What would happen if we viewed an ability to express academic arguments across two dissimilar languages as a key metric of "reproducibility" in humanities research?

This "openness" contrasts meaningfully with the "proprietary" status of ethnic languages, where the "ownership" of the native speaker population controls the establishment of idiomatic norms that, if not mastered precisely, adversely impact acquiring speakers. Even the most advanced second-language speakers of English encounter systemic barriers to acceptance of their research for publication, for instance. But there is another sense—more metaphorical and more impactful—in which the use of Esperanto has promoted openness in the Academy's scholarship, and that is in the simple fact of having a common second language-medium available for research and pedagogy. At AIS, every degree candidate is required to work on a dissertation in their own native language and in Esperanto—a process which observers of the AIS have found to be demonstrably effective in raising students' metalinguistic awareness and exposing assumptions and biases that might otherwise have gone unchallenged.

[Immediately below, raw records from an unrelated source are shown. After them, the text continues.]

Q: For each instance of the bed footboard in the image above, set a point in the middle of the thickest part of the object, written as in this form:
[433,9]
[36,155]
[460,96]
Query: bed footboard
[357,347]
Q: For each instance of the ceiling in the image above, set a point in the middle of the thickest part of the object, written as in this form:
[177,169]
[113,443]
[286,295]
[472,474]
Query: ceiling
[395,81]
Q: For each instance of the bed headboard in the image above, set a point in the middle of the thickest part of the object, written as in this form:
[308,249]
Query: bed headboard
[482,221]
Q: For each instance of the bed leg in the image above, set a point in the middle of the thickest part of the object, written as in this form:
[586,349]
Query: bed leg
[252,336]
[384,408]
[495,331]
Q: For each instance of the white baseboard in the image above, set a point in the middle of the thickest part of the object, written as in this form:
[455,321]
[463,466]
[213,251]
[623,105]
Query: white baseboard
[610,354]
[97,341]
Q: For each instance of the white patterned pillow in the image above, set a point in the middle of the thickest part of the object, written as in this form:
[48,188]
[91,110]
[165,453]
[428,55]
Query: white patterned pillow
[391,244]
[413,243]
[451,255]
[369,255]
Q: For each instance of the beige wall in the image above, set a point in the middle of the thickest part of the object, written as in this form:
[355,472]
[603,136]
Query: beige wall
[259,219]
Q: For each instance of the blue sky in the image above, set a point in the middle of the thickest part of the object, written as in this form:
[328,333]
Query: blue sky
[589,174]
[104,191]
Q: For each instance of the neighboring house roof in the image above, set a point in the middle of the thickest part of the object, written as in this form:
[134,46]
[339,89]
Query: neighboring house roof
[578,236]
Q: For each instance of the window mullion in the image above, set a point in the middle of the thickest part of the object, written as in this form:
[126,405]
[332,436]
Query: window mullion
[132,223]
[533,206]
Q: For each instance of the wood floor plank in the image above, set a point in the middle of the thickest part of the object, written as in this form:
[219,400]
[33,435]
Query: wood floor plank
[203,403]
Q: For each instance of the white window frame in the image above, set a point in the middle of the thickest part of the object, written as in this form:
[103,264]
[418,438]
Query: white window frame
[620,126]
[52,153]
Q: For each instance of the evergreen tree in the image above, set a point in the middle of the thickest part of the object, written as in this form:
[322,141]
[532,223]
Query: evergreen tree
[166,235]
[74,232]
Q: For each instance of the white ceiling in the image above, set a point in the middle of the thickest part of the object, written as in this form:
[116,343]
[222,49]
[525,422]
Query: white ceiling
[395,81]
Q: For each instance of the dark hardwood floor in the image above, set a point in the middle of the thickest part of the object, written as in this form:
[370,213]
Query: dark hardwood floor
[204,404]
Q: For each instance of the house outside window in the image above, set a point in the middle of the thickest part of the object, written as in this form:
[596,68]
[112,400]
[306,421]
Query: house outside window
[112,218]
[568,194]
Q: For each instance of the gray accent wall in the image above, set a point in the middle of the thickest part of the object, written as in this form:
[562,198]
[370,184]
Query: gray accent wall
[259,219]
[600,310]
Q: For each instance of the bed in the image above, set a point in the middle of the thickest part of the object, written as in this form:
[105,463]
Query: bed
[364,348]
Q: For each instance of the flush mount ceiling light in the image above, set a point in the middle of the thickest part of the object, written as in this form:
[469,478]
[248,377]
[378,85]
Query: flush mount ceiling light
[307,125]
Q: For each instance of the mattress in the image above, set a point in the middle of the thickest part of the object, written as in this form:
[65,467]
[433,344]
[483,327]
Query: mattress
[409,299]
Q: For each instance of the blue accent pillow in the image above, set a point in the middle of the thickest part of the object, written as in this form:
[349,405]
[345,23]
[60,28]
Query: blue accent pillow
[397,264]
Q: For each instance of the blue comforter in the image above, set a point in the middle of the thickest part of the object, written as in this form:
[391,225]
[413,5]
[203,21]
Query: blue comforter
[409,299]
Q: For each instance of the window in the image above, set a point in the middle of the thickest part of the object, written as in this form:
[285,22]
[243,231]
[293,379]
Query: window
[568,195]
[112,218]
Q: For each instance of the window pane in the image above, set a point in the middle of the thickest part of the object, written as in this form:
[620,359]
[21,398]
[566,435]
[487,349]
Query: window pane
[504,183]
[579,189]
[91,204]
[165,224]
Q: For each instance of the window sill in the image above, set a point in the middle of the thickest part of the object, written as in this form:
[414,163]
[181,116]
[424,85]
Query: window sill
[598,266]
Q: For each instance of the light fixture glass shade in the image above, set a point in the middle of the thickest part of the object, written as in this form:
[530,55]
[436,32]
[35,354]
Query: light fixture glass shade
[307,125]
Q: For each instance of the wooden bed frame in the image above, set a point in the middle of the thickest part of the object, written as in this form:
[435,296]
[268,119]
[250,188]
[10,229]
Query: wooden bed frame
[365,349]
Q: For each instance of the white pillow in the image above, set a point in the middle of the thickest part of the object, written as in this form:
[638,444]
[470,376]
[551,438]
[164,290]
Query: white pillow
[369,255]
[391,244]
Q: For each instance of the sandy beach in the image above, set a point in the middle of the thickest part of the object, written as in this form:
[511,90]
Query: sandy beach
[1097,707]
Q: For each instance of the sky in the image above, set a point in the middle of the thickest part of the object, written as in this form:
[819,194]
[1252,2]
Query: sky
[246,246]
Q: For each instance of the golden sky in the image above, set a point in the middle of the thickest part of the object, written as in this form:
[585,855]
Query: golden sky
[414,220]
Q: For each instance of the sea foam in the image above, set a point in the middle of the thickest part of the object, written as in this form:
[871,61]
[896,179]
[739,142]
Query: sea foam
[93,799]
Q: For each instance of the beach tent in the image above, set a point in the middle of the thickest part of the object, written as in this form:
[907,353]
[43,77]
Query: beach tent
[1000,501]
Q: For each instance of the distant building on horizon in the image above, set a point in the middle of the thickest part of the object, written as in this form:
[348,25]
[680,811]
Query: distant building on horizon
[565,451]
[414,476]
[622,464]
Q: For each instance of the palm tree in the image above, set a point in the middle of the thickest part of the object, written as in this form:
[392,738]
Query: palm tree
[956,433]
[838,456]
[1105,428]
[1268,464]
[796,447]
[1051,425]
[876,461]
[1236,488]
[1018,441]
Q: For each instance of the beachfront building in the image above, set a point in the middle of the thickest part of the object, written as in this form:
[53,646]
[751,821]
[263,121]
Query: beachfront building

What would happen if we viewed an ability to express academic arguments across two dissimilar languages as a key metric of "reproducibility" in humanities research? At minimum, we could begin increasing confidence that the arguments made in the research are not dependent on the idiosyncrasies of a particular linguistic model or cultural horizon. But the use of Esperanto offers two additional forms of openness that deserve consideration:

Transparency of grammar. Every part of speech in Esperanto is marked by a distinct ending and can be transposed to any other part by changing that ending. Likewise, a wide range of affixes are available for meticulously documenting transitivity, verbal aspect, and other grammatical features. This factor in the language's design has proven effective for language pedagogy in what is known as the Paderborn Method, which teaches Esperanto as a foundation for later language study much as the recorder is used as a general introduction to playing musical instruments. To return to our analogy with software, though, we might think of Esperanto as a kind of "verbose output," that lays the logic of expressions bare by making the grammar expressing them more visible.
Global accessibility. Esperanto was created for international communication and its world-wide speaker base is near two million. It is taught at universities in Hungary and China, broadcast by state media in Cuba and the Vatican, and promoted by thousands of local clubs, small publishers, annual conferences, and other infrastructure. As a complement to the current major languages of scholarship, its wider adoption in educational organizations and research institutions would offer possibilities to transcend and break down language barriers that currently inhibit scholarly communication. Were the model of the International Academy of Sciences San Marino to be followed globally, or even just at European scale, the open access ecosystem of the future could potentially guarantee access to research free not only of financial restrictions on access but of linguistic ones as well.

Even just at the scale of the AIS, however, their experiment has shown that a standard second language has important benefits for open education. It renders transnational study and collaboration more egalitarian and, perhaps most importantly, it forces educators to critically reflect on a tool of scholarship so basic that many of us scarcely think of it as a tool at all.

As we become more aware of the capacity for computer languages to hide threats to the integrity of our research, we must paraphrase Tara Andrews' question and ask ourselves: Can we truly know what models, assumptions, and inferences are made within the vocabulary and grammar of a particular language? If so, how? And if not, how can we justify a blind use of it? Esperanto is no more immune to such embedded "models, assumptions, and inferences" than any other language, but working in tandem with students', instructors', and researchers' ethnic languages, it can illuminate what hides in the famously dark space within our skulls, and it might just help us crack open the black boxes so pervasive in our teaching and research.